Christopher “Kit”
Wood. Left Liverpool at the age of 19 and proclaimed that he would
become the greatest painter the world had ever seen. He had £14 in
his pocket.
He was sent to boarding
school in Malvern at an early age.
He had been interested
in medicine and architecture at Liverpool University where he met the painter Augustus John who was then teaching there.
He arrived in Paris in
March 1921 at the invitation of the collector Alphonse Kahn.
There he studied at the
Academie Julian where he met many of the worlds soon to be famous
painters.
He was bisexual.
Paris was the modern
city and the capital of art.
Rules had been broken
and the intellectual way of painting had arrived decades earlier.

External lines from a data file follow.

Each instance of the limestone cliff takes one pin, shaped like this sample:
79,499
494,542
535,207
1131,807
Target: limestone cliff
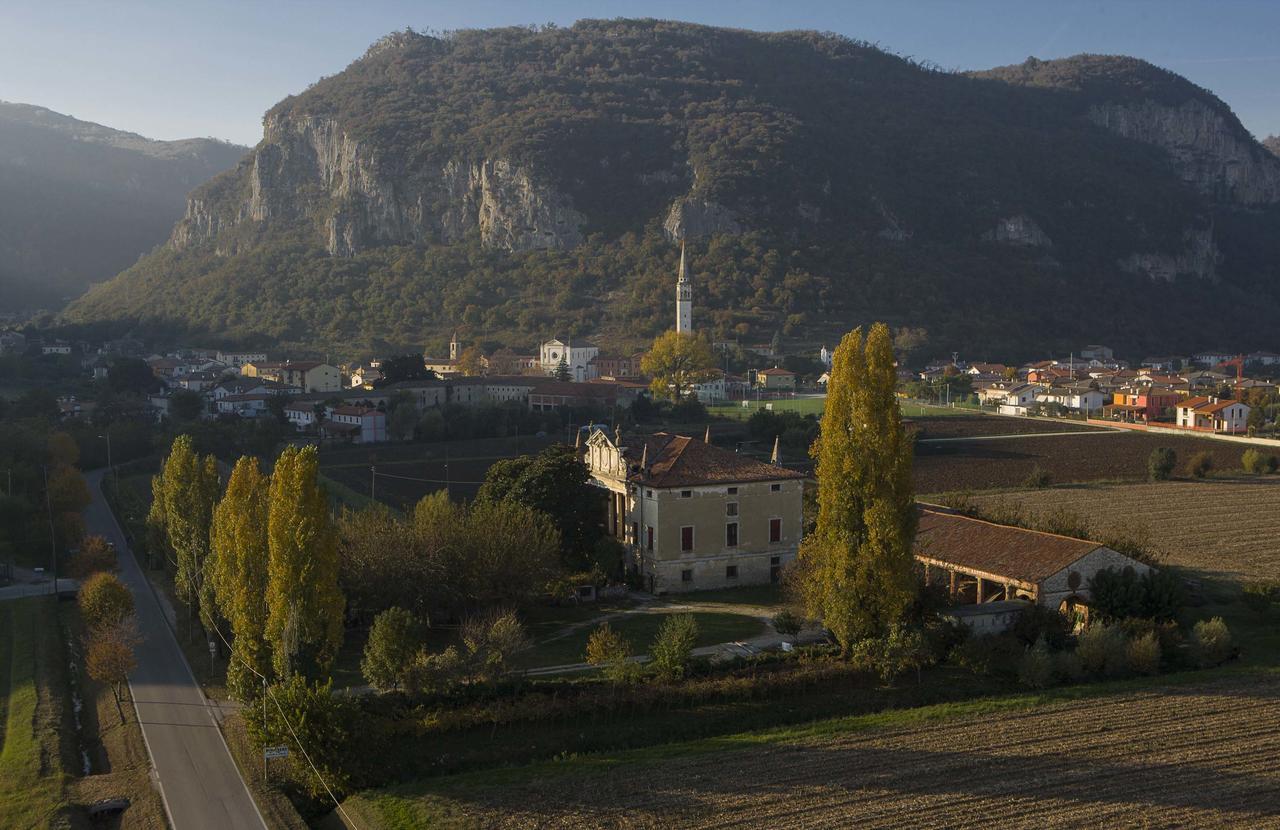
1210,153
311,170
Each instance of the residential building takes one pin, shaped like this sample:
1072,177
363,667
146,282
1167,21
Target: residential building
981,561
1212,414
776,379
576,358
694,515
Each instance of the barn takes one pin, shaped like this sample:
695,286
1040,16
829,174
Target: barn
981,561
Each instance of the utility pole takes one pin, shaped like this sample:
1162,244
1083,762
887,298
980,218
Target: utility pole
53,534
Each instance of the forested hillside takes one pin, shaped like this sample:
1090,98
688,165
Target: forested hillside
534,181
80,201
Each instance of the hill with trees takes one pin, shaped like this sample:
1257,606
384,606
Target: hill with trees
80,201
526,182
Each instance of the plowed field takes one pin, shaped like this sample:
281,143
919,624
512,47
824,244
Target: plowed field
1198,756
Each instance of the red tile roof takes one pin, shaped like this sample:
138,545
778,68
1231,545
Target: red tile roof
974,545
681,461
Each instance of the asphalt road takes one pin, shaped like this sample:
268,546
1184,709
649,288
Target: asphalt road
199,781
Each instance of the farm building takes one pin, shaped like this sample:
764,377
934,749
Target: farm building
982,561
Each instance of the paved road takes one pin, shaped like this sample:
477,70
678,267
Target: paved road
199,781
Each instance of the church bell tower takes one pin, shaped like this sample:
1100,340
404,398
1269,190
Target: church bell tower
684,299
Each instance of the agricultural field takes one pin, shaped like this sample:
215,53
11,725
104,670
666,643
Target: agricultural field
1225,528
406,473
1170,755
1091,456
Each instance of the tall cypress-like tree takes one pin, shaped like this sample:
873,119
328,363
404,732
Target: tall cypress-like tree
304,623
188,488
238,574
856,570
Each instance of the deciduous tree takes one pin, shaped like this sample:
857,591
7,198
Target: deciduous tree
855,569
305,605
677,361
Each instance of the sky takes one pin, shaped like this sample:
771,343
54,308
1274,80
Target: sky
179,68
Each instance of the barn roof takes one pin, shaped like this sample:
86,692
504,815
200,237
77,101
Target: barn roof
968,543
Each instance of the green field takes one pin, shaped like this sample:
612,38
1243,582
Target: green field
803,405
639,628
31,774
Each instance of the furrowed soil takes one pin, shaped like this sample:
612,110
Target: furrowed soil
1089,456
1226,528
1197,755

'Kit' got some bad habits, such as Opium which may have been introduced to
him by his rich Playboy lover, Antonio de Gandarillas
His addiction would greatly hinder him.
“My brain is working
too hard, he said, and I don't know where the end will come, I work
so hard and produce nothing whatsoever to satisfy me”
In Feb 1927 none other
than Picasso recommended that Kit design the set for Serg Dagliev's
Romeo and Juliet at Theatre Du Chatelet.
It was a disaster. As
Dagliev had a blazing row with him and he was sacked.
In
1927 his plans to elope and marry heiress Meraud Guinness were
frustrated by her parents whereupon he required emotional support
from Winifred Nicholson.
Despondent but with
fresh ideas swimming around in his head he headed for Cornwall. His
mother was Cornish.
In the summer of 1928 Kit joined Ben Nicholson
on Sunday 26th August for a sketching trip to St Ives.
He
had high hopes on the English Riviera.
They headed for Porthmeor
beach and painted.
After a successful day spent painting they packed up and set
for home
There in a small cottage with an
open door they both peered in and in a room full of paintings.
They had discovered the work of Alfred Wallis.
The naivety was an inspiration
and Kit stayed on for the autumn, renting a place closed to Wallis.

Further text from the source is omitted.